La malinconia sola riesce a far comprendere cosa sia l’assenza di un sorriso, non esiste giorno senza la comprensione del buio, non v’è limite all’incertezza del vivere dato come massima espressione dell’incognito. Il cuore, quale sentimento, battito, vita, rosso passione e desiderio; ogni morte è prodotta dal mancato pulsare del nostro arto: senza cuore, non siamo.

The Fall of Hearts”: Fall è traducibile come caduta, autunno, diminuzione o abbassamento. Molteplici significati che portano ad una sola conclusione: non ci sono più sentimenti; come l’onnipresente uccello, quale simbolo di libertà incondizionata del gruppo, in procinto di schiantarsi al suolo, non vi sono più ragioni per avvicinarsi al prossimo, non esistono emozioni. L’autunno del cuore è pregno di foschia, come le nostre vite quotidiane che costantemente dimentichiamo di vivere; sempre più concentrati sugli altri, si compiono gesti per mostrarli e non più per il gusto della scoperta. Siamo un poster promozionale da ammirare che evita di farsi strappare per celare cosa sotto si nasconde; a pochi metri da terra non ci siamo ancora resi conto che lo schianto è ad un palmo dal nostro naso, proprio come la copertina, mentre l’albero spoglio ci ricorda che non crescono più frutti sui nostri rami.

tuuududu tudududu…(ammettilo che la stai cantando)

Ascoltare i Katatonia è come ascoltare il proprio battito cardiaco a ribasso, la città si sfoca, le luci si abbassano anche se il giorno risplende, i rumori si attutiscono e ci lasciamo avvolgere caldamente dalle braccia di una band che, solamente per gli amanti, porta ad avvicinarsi sempre più all’io inconscio. Una lacrima scende, i ricordi entrano in circolo, la voce di Jonas recita melodie astratte per lasciarci suonare una musica nella testa a noi familiare. Non più sonorità effimere, armoniose e delicate come su “Night is the New Day” ne tantomeno rarefatte ed astratte al pari di “Dead End Kings”, c’è aria di qualcosa lasciato indietro in passato. Un album scritto col cuore, con la passione e la professionalità che lascia intravedere questo “The Fall of Hearts” quale diretto successore di “The Great Cold Distance”, attraverso più o meno indirette sfumature prese da quel capolavoro denominato “Viva Emptiness”; due album che costituiscono il ponte diretto verso il contemporaneo. Anche “Sactitude” compare da un angolo nel buio attraverso le leggere percussioni ed armonizzazioni percepibili quali dettagli, lasciando quest’album trasformarsi da buono ad ottimo. La forza dei Katatonia è quella di rimanere palesemente fedeli al loro essere, aggiungendo e togliendo dettagli che rendono ogni nuovo album una scoperta entro territori prima d’ora inesplorati.

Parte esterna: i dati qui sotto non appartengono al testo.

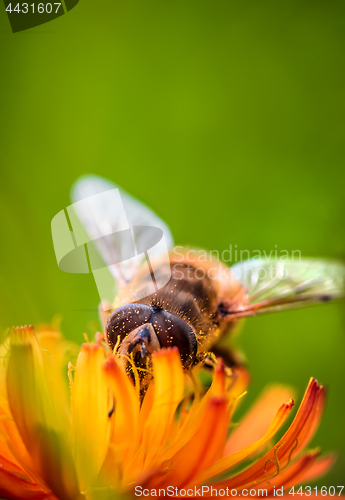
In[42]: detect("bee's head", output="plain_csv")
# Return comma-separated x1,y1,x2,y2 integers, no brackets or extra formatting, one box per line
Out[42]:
106,304,197,368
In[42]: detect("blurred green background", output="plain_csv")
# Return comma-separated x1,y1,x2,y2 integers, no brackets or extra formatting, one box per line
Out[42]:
0,0,345,486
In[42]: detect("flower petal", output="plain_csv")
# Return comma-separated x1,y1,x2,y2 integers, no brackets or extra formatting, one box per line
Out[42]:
199,400,294,482
7,327,79,500
208,379,325,489
132,348,184,469
224,386,293,456
292,454,336,483
72,344,110,490
0,468,57,500
159,397,229,488
102,357,140,484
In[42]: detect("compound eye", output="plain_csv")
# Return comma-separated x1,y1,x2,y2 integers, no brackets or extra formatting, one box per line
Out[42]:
150,311,198,367
105,304,152,349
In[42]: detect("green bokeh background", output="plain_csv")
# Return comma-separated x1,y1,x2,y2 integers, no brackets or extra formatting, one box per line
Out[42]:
0,0,345,486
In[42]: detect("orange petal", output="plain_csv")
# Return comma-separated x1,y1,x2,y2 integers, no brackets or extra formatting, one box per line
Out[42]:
196,400,294,482
72,344,110,489
103,357,140,484
155,397,229,488
7,327,79,500
133,348,184,468
251,450,320,495
292,455,336,483
0,468,57,500
208,379,325,488
224,386,293,456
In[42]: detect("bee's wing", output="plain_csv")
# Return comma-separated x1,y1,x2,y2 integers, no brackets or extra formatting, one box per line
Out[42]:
71,176,173,287
229,259,345,317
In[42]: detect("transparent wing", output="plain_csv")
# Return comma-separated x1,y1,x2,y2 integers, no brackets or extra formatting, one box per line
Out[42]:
229,259,345,317
70,176,173,287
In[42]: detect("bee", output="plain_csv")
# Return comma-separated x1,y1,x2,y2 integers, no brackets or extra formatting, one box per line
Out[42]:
72,176,345,391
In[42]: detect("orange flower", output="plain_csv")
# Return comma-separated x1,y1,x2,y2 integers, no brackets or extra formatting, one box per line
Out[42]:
0,327,333,500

Dovrei parlare, del cambio di line-up con l’ingresso alla chitarra dell’ex Tiamat, Öjersson, dell’arrivo di Moilanen dietro le pelli, ma che serve? Ognuno di noi sa che al timone ci sono, ci saranno sempre Renske e Nyström, dunque a pro continuare? 

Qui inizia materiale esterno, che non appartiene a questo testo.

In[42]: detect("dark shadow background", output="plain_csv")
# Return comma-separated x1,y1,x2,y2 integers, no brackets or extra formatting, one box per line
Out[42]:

Torniamo a parlare di emozioni, non di soggetti singoli perché gli album con questo moniker in copertina sono costruiti da sensazioni non tecnicismi, non vanno letti attraverso ipotetica professionalità ed il desiderio di mostrarsi grandi conoscitori: senz’anima tutto diviene un inanimato vuoto a perdere.

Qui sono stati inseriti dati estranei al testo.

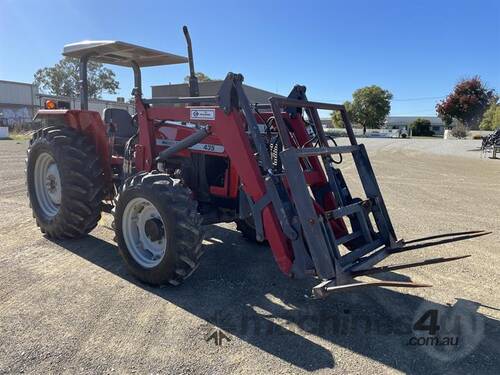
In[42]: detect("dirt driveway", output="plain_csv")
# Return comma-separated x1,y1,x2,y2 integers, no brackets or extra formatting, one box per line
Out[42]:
0,140,500,374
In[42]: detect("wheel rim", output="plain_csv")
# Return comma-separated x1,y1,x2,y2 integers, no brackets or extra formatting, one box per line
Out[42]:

Per ogni sogno che ho lasciato dietro di me

Mi inginocchio

Per ogni battaglia che combatto dentro me

Sento il suono

Di un ennesimo giorno in questa futile vita

Diventata polvere 

The Fall of Hearts” è un album che ad un primo ascolto non entra in circolo alla perfezione, ha un contrasto incoerente al suo interno che non viene decifrato sino a quando, dopo una decina e oltre di ascolti, entra in circolo diventando droga ad assunzione obbligatoria previa soffocamento. Il disco più lungo dell’intera carriera, l’album che ad oggi racchiude la totalità delle sfumature compositive intrinseche della band; come i grandi artisti che non inventano nulla ma copiano dai maestri per farne tesoro, così i Katatonia prendono spunto dal loro stesso repertorio, stravolgendo in parte la forma canzone classica e ponendo le basi per una nuova primavera. Un cielo costellato dalle foglie autunnali quali stelle nel cielo, dove anime alla deriva decantno la fine dei tempi. Citare ogni canzone singolarmente non porta a nessun effetto, probabilmente la sintesi migliore è quella intravedere lungo la tracklist tre macrogruppi all’interno dei quali la svolta artistica è stata gradualmente cesellata. La componente più introspettiva e malinconica che prende e nasce da brani quali “Old Heart Falls”, “Decima”, “The Night Subscriber”, “Shifts” e “Pale Flag” per avvicinarci ad una consapevolezza del creato con composizioni che giocano sui chiaroscuri quali l’iniziale “Takeover”, “Sanction”, “Residual” e “Last Song Before the Fade”. L’ultimo step, quello che sorprende maggiormente in proporzione alle ultime due uscite, è il mantenimento della promessa da parte di Nyström, tempo addietro aveva affermato che nel nuovo album dei Katatonia avremmo trovato ritmi più sostenuti e così è stato: “Serein”, “Serac” e la conclusiva sensazionale “Passer” sono agli antipodi del preconcetto alla base degli album dei nostri, ma fungono quale collante verso travolgenti gioie inaspettate.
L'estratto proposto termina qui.